Despite the growing number of cloud investments South African organisations are making, many are finding it challenging to navigate the growing complexity of their environments. A recent Flexera survey found that even though there are various reasons why enterprises might move their computing to the cloud, the top one, at 61%, is cost-cutting initiatives. While many organisations achieve instant wins, they all too often find themselves spending far more than they thought they would.

Know what you are getting into

Companies who have migrated workloads to the cloud primarily in order to save costs have found this is a far more complex undertaking than they thought. With the growing number of cloud services used by most organisations – some of which are not approved upfront by the technology and financial decision-makers – the cost of cloud environments can quickly spiral out of control.
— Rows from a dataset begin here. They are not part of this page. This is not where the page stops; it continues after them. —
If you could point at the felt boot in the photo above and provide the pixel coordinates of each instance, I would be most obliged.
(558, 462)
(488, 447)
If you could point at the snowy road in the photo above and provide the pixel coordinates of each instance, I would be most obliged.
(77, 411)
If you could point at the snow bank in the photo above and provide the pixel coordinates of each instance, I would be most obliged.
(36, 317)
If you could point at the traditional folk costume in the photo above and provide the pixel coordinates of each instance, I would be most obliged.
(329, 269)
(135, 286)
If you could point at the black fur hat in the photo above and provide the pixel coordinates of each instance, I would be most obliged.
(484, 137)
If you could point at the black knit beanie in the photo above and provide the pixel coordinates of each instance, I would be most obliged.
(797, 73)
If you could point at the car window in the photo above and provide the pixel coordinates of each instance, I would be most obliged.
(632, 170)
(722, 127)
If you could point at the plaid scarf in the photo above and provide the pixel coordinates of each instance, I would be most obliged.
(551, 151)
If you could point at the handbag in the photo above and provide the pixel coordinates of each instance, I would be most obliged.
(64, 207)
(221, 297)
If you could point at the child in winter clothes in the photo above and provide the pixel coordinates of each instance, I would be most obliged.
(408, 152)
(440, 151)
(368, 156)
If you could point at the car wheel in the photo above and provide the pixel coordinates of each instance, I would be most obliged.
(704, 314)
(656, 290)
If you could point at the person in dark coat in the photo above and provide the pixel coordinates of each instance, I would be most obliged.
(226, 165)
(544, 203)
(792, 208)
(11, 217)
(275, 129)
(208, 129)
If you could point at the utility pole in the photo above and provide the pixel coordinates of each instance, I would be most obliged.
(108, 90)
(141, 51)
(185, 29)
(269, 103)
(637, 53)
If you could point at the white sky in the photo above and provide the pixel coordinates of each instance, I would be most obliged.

In addition, the shift from an opex to a capex model can be intimidating if the organisation is not completely clear on what exactly is being purchased, how frequently it is needed and how and why existing infrastructure should come into the mix. TCO can be just as complicated to work out, particularly in a hybrid environment where companies are scaling up and down frequently, and to a much greater extent than expected.

These concerns and challenges are so common that iOCO has designed a solution to help companies better manage their cloud spend and performance. Many organisations don’t have the ability to dedicate a finance team to cloud management. Our FinOps as a service offering not only helps finance teams gain more insight into, and control over, cloud spend, but includes the training and support the organisation needs to ensure better performance through things like quality assurance and testing.
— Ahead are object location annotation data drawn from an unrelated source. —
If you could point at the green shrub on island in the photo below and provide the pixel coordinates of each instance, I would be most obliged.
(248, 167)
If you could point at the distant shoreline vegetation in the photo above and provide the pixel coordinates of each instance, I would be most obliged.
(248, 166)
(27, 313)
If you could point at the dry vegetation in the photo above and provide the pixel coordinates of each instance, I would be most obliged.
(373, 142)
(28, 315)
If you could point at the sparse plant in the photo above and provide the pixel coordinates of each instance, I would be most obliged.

Moving from orchestration to optimisation

Cloud management has become increasingly important as multicloud environments have grown. While multicloud undeniably offers great benefits for organisations, it does create challenges with regard to a single view across the multiple platforms a company has deployed as well as the provisioning and management of workloads.

Unfortunately, simply plugging a cloud management platform (CMP) into the business has not – and will not – achieve the desired results. Cost management is just the tip of the iceberg and organisations require more than a dashboard to show them what is being used, and at what cost. What companies need is a way not only to better manage their cloud ecosystems, but a way to get granular visibility and insight into every area of that ecosystem.

What cloud users, whether techies or businesspeople, want is true interoperability. This goes beyond simple cloud API compatibility to handling different behaviours across different cloud providers, and, most importantly, a single place to access all of the cloud apps and functionality the business uses. CloudBolt, for example, enables the business to create, provision, monitor and manage all their different cloud services, with one portal providing access to whatever they need.

Offering an intuitive self-service interface, CloudBolt offers multicloud enablement, hybrid cloud automation and granular visibility across all cloud environments. A portal for DevOps and software development simplifies deployment and cloud-agnostic workload delivery ensures that provisioning is quick and easy.

CloudBolt’s dashboards, reporting and analytics provide visibility and control throughout a company’s entire cloud estate, down to the granular level. Easily integrated into legacy systems, CloudBolt provides the most effective means of achieving the visibility and transparency companies need across their ecosystem while guaranteeing governance, security and operational efficiency. With CloudBolt implemented properly, companies can go beyond orchestration to true optimisation.